Denn spätestens im Frühjahr 2016 wird Günther Sandner vom Institut Wiener Kreis und Institut für Politikwissenschaft der Universität Wien die Ergebnisse seines Forschungsprojektes "Die Politik des Logischen Empirismus" präsentieren. Und darin klären: Beeinflussen die persönlichen politischen Haltungen der Logischen Empiristen ihre wissenschaftlichen Ansätze oder schützt sie die gemeinsame Orientierung an einer aufgeklärten Philosophie davor?
Keine spekulative Philosophie
Die sich Ende der 1920er Jahre herausbildende philosophische Richtung des Logischen Empirismus zählt zu den einflussreichsten wissenschaftstheoretischen Positionen des 20. Jahrhunderts. Basierend auf einem antimetaphysischen Ansatz wollte der Logische Empirismus den wissenschaftlichen Charakter der Philosophie stärken: "Eine wissenschaftliche Weltauffassung sollte begründet werden, die sich nicht in bloßen Spekulationen ergeht", resümiert Günther Sandner.

Günther Sandner ist den Logischen Empiristen auf der Spur: Er wühlt sich durch dutzende Archive und analysiert Texte über Texte. "Eine wichtige Basis waren zeitgenössische Zeitschriften der 1920er und 30er Jahre, deren exakte Analyse eine sehr zeitraubende Tätigkeit war und bei der ich glücklicherweise Unterstützung durch meinen Projektmitarbeiter Christian Pape hatte", so der Politikwissenschaftler. (Foto: Alte_Zeitungen_002 /Manfred Steger CC BY 2.0 )

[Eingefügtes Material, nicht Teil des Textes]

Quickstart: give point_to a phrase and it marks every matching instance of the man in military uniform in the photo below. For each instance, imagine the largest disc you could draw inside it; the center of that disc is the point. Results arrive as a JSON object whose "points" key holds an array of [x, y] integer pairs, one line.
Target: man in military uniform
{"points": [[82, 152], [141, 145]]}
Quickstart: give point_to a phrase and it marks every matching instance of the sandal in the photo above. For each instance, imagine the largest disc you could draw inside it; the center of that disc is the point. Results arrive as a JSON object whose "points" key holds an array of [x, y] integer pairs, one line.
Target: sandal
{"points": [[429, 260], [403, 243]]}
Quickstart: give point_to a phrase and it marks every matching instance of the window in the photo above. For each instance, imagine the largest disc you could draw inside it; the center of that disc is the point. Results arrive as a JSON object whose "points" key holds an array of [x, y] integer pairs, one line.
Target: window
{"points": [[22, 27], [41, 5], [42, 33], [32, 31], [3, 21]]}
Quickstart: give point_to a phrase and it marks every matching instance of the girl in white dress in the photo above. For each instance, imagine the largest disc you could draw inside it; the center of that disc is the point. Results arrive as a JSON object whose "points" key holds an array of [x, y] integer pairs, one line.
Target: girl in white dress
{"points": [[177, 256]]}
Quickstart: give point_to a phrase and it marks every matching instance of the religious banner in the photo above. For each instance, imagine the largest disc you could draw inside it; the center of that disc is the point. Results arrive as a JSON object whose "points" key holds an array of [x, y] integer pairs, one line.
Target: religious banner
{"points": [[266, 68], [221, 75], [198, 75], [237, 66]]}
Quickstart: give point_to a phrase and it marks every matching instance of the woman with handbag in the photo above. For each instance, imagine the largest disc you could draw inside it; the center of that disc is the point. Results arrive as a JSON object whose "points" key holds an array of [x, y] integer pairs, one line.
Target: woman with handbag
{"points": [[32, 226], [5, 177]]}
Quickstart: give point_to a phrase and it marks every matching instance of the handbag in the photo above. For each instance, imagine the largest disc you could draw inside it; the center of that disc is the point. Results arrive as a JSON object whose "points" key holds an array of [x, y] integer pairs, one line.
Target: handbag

Enge Verbindungen zum Wiener Kreis
Zwei intellektuelle Formationen des Logischen Empirismus stellen das Forschungsinteresse Günther Sandners im Speziellen dar. Und dabei interessiert er sich vor allem für deren Vertreter, Organisationsstrukturen, programmatische Grundlagen und politische Engagements. Einerseits geht es um die "Berliner Gesellschaft für empirische (wissenschaftliche) Philosophie" mit den deutschen Philosophen Hans Reichenbach, Walter Dubislav, Kurt Grelling oder Alexander Herzberg - "denn diese ist bis heute eher spärlich erforscht".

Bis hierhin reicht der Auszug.